Testing the Impact of Adjuvant Radiotherapy (aRT) After Radical Prostatectomy (RP) on Overall Mortality (OM) In Prostate Cancer Patients With Pathologically Node Positive Disease: A Nationwide Analysis
Abdollah F, Sood A, Dalela D, Keeley J, Trinh QD, Alanee S, Rogers C, Peabody J, and Menon M. Testing the impact of adjuvant radiotherapy (aRT) after radical prostatectomy (RP) on overall mortality (OM) in prostate cancer patients with pathologically node positive disease: A nationwide analysis. Eur Urol, Supplements 2018; 17(2):e1622.

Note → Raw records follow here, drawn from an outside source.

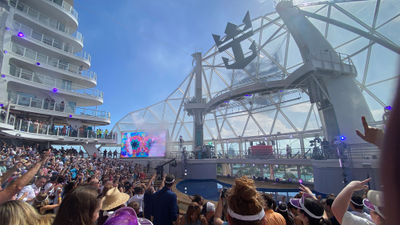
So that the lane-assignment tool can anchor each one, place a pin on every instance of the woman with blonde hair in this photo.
(41, 203)
(80, 207)
(21, 213)
(193, 216)
(245, 206)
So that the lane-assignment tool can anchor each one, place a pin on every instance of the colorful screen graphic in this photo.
(143, 144)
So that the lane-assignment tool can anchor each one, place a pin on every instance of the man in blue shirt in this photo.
(165, 205)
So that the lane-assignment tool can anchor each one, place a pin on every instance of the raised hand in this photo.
(305, 189)
(371, 135)
(359, 185)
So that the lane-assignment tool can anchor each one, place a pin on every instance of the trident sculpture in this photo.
(233, 37)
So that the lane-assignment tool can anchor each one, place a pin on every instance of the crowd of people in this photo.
(68, 188)
(42, 126)
(47, 186)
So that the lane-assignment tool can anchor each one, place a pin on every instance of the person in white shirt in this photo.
(357, 207)
(138, 197)
(373, 202)
(32, 190)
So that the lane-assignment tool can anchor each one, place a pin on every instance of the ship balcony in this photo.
(33, 80)
(49, 107)
(36, 130)
(23, 32)
(31, 57)
(35, 18)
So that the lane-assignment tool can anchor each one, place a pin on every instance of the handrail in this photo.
(53, 82)
(45, 128)
(45, 20)
(65, 7)
(33, 35)
(41, 58)
(51, 105)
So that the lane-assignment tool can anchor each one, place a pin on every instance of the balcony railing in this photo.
(45, 20)
(34, 35)
(51, 105)
(65, 6)
(59, 64)
(43, 128)
(53, 82)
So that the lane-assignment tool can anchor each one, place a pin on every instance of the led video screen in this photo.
(143, 144)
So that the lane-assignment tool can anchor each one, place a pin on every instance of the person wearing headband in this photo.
(245, 205)
(271, 216)
(342, 201)
(165, 205)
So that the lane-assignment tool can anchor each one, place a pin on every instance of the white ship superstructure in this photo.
(47, 91)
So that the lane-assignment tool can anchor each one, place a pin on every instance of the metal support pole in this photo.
(8, 112)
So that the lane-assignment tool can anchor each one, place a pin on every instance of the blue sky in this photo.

Introduction & Objectives: Using institutional data, we have previously identified sub-groups of patients with pN1 prostate cancer, who can benefit from aRT plus adjuvant hormonal therapy (aHT) after RP. However, our data originated from tertiary care centers, and our endpoint was limited to cancer specific mortality. To assess the generalizability of our previous findings, we set to examine their validity in a nationwide database, utilizing OM as an endpoint. Materials & Methods: We identified a total of 4276 patients with pN1 disease, who were treated with RP followed by aHT ± aRT, between 2004 and 2013, within the National Cancer DataBase (NCDB). No patient with missing data were included in the study cohort. We stratified patients into five risk groups using pathological data, and based on previously established criteria - Group 1: men with 1-2 positive nodes and Gleason score (GS) <=6; Group 2: men with 1-2 positive nodes, GS=7, and stage <=pT3a with negative surgical margins; Group 3: men with 1-2 positive nodes, GS=7, and stage >=pT3b or positive surgical margins; Group 4: men with 3-4 positive nodes; and Group 5: men with >4 positive nodes. Univariable and multivariable analyses tested the relationship between aRT status and OM in each of the aforementioned groups. Results: Median (interquartile range) age, # of nodes removed, and # of positive nodes were 62 yrs (56-67), 9 nodes (5-15), and 1 node (1-2), respectively. Mean and median follow-up were 53.6, and 49.4 months, respectively. The percentage of men included in Groups 1 to 5 was respectively 0.6%, 14.6%, 60.1%, 14.2%, and 10.4%. On univariable analysis, aRT improved outcomes in Group 3 and Group 4 only. Specifically, in patients treated without aRT vs with aRT, the 5-year OM was 15.2% vs 11.4% (p=.01) in Group3, and 24.7% vs 14.1% (p<.001) in Group 4. In multivariable analysis adjusting to age and comorbidity, aRT decrease OM risk in Group 3 (hazard ratio [HR]: 0.78, p=.01), and Group 4 (HR: 0.37, p<.001), but not in the other groups. Conclusions: Our current findings validate our previously published results, and demonstrate that certain sub-groups of patients with pathologically proven node positive prostate cancer can benefit from maximizing local control by adding aRT to RP. Besides, our new findings generalize our results to a nationwide setting, and shows that the beneficial impact of aRT is evident also for OM, which is the most significant endpoint in cancer treatment.